Tony Provine, the District 4 candidate who used a bulldozer on his campaign mailers to illustrate how he felt about the city’s housing affordability committee’s recommendations to increase density, came in fourth. (Which means he won't be going through to the November general election.) Incumbent Jean Godden, who was also skeptical of new density, is currently trailing behind density-friendly challengers Rob Johnson and Michael Maddux. (Let me repeat: Incumbent Jean Godden looks like she may not make it through the primary to the general election.)
In the citywide races, slow growth neighborhood activist Bill Bradburd got just 15 percent of the vote to Lorena González's 64 percent in the race for citywide Position 9. John Persak, who ran against incumbent Tim Burgess for citywide Position 8 and opposed more density in single family zones, got a dismal seven percent of the vote.

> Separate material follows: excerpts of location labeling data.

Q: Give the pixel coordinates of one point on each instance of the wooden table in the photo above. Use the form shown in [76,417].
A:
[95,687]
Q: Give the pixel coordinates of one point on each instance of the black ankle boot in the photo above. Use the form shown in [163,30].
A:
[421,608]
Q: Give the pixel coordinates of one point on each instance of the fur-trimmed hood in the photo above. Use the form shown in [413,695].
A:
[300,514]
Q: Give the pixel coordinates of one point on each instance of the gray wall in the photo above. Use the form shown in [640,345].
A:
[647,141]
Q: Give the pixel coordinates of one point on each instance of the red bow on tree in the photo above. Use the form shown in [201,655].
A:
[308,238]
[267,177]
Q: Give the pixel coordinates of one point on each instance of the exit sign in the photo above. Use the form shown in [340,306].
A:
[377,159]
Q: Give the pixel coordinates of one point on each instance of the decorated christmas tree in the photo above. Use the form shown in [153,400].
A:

The best growth-averse showing was Catherine Weatbrook, who’s challenging incumbent Mike O’Brien in District 6, and even she got just 22 percent of the vote. (Another O’Brien challenger, Jon Lisbin, got 14 percent. Theoretically, if all those voters are dissatisfied with O’Brien and move to Weatbrook in the general election, that’s a hefty 36 percent, but still good news for O’Brien.)
So all in all, the new system clearly isn't empowering NIMBY's as much as feared. But it did foster plenty of far left anti-developer talk and angst from tenants facing rent increases. That materialized in an impressive win for incumbent Kshama Sawant (49.9 percent of the vote, compared to just 35 percent in her 2013 primary against then-incumbent Richard Conlin). It’s also likely what propelled Jon Grant, former head of the state Tenants Union and challenger to incumbent Tim Burgess, past Burgess’s other main challenger, John Roderick (Grant got 28 percent of the vote and Roderick 16 percent). Burgess, the current council president, received 48 percent of the vote—not far from a majority, but still a number that Grant and his supporters will capitalize on to show that Burgess’s support isn’t as strong as some might have thought. In fact, they are sure to point out, it’s even lower than support for the supposedly “divisive” Sawant. (Bradburd, in citywide Position 9, also has plenty of anti-developer sentiment in his message, but has won fewer major endorsements.)
The apparent moral of this story: citywide, voters want to hear a lot less from NIMBYs and a lot more about how to curb the surging costs of living in Seattle.